CVMdl = crossval(Mdl);
Examine the cross-validation loss, which is the average loss of each cross-validation model when predicting on data that is not used for training.
kloss = kfoldLoss(CVMdl)
kloss = 0.0333
The cross-validated classification accuracy resembles the resubstitution accuracy. Therefore, you can expect Mdl to misclassify approximately 4% of new data, assuming that the new data has about the same distribution as the training data.
This example shows how to predict classification for a k-nearest neighbor classifier.
Construct a KNN classifier for the Fisher iris data as in Construct KNN Classifier.
load fisheriris X = meas; Y = species; Mdl = fitcknn(X,Y,'NumNeighbors',4);
Predict the classification of an average flower.
flwr = mean(X); % an average flower flwrClass = predict(Mdl,flwr)
flwrClass = 1x1 cell array {'versicolor'}
This example shows how to modify a k-nearest neighbor classifier.

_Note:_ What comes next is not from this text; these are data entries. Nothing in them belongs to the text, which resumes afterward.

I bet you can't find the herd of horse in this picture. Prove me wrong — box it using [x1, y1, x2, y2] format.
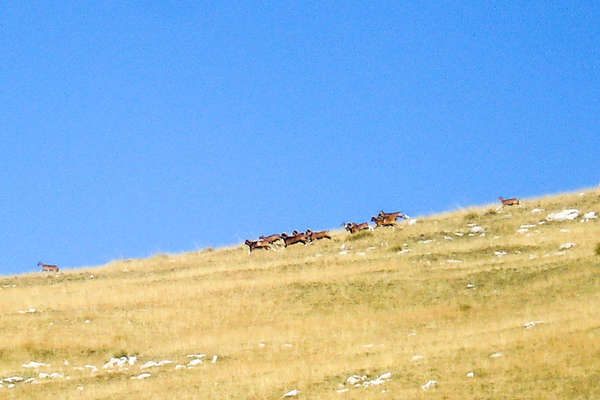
[38, 196, 520, 272]
[244, 210, 408, 253]
[244, 196, 520, 253]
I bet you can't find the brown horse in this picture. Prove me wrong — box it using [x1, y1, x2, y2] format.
[38, 261, 59, 272]
[498, 196, 521, 206]
[343, 222, 369, 234]
[306, 229, 331, 242]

Construct a KNN classifier for the Fisher iris data as in Construct KNN Classifier.
load fisheriris X = meas; Y = species; Mdl = fitcknn(X,Y,'NumNeighbors',4);
Modify the model to use the three nearest neighbors, rather than the default one nearest neighbor.
Mdl.NumNeighbors = 3;
Compare the resubstitution predictions and cross-validation loss with the new number of neighbors.
loss = resubLoss(Mdl)
loss = 0.0400
rng(10); % For reproducibility CVMdl = crossval(Mdl,'KFold',5); kloss = kfoldLoss(CVMdl)
kloss = 0.0333
In this case, the model with three neighbors has the same cross-validated loss as the model with four neighbors (see Examine Quality of KNN Classifier).
Modify the model to use cosine distance instead of the default, and examine the loss. To use cosine distance, you must recreate the model using the exhaustive search method.
CMdl = fitcknn(X,Y,'NSMethod','exhaustive','Distance','cosine'); CMdl.NumNeighbors = 3; closs = resubLoss(CMdl)
closs = 0.0200
The classifier now has lower resubstitution error than before.
Check the quality of a cross-validated version of the new model.
CVCMdl = crossval(CMdl); kcloss = kfoldLoss(CVCMdl)
kcloss = 0.0200
CVCMdl has a better cross-validated loss than CVMdl. However, in general, improving the resubstitution error does not necessarily produce a model with better test-sample predictions.